Plants are colonized by diverse microbial communities whose balance is closely tied to their fitness and health. Optimization of plant-symbiont interactions could help improve agricultural sustainability but to succeed we need to understand them in the context of the formation, structure and function of natural microbial communities. Plant-associated microbial communities are open (constant movement of microbes into and out of the system). Despite this, the microbiota exhibits stability: Variation between similar plants is largely correlated to factors like location.
To shed light on these communities, can parallels can be drawn to simpler non-host systems? Anaerobic digesters have open, complex communities with stable, but different structures in digesters operated similarly in different locations. This is possible due to robust metabolic networks of functionally redundant, interacting microorganisms capped by a keystone species that together transform complex substrates into methane.

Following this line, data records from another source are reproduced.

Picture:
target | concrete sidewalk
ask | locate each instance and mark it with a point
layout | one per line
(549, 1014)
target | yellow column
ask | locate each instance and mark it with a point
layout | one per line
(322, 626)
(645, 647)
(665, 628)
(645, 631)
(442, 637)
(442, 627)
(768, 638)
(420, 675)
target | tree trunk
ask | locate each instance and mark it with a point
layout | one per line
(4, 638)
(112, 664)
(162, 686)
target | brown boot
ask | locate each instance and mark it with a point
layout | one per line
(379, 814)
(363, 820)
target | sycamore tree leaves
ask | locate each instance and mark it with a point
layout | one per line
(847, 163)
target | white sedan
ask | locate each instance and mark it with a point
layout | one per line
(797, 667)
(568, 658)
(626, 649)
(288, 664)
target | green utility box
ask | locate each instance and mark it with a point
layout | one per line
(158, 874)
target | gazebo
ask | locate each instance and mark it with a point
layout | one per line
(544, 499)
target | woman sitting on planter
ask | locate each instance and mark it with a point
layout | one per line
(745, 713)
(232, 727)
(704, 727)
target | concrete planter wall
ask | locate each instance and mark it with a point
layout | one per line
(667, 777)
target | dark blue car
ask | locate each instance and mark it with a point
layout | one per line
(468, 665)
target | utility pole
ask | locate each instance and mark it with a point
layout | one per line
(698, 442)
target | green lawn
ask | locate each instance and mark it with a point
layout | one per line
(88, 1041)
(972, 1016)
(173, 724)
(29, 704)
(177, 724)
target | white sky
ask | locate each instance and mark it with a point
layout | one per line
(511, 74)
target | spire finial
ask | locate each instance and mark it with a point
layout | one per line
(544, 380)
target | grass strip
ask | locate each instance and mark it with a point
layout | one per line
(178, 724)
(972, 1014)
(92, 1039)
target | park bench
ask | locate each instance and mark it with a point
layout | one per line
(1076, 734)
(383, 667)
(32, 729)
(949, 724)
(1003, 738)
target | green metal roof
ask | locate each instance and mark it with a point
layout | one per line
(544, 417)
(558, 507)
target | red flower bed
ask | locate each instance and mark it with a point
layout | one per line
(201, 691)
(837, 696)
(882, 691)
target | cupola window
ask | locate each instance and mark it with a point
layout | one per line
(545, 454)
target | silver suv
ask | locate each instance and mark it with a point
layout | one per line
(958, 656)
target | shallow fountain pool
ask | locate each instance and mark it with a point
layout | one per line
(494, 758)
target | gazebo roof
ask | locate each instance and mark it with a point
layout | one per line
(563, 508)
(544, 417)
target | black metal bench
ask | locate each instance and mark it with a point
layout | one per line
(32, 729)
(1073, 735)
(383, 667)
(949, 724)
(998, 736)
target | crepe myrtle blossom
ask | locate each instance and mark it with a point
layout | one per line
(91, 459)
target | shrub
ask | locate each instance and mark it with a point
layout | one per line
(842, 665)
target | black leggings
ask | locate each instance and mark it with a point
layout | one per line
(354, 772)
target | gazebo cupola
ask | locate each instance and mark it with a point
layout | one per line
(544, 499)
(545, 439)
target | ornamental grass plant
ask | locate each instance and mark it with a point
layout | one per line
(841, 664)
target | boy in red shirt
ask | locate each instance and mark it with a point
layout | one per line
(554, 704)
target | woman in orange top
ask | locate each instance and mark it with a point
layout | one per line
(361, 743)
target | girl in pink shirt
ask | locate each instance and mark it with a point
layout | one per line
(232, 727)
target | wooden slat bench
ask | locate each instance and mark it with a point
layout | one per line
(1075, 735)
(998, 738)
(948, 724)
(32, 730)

We discovered in plants that microbe-microbe interactions driven by a keystone species play outsize roles in structuring microbial communities and stabilizing them to pathogen invasion.
These interactions remain mostly uncharacterized, so how can we determine if metabolic interactions are important? In anaerobic bioreactors, we looked across studies, finding that substrate type is a major factor for digester community structuring. We also controlled endproduct removal, resulting in recruitment of a keystone organism producing n-caproic acid and in an efficient and stable metabolic network for liquid biochemical production. The questions are simple but technically challenging: What resources are available to colonizers of plants and how do they alter these resources? We are developing systems to evaluate the effect of “community substrates” on plant leaf microbiota using convergently evolved plant traits and specific microbial colonizers.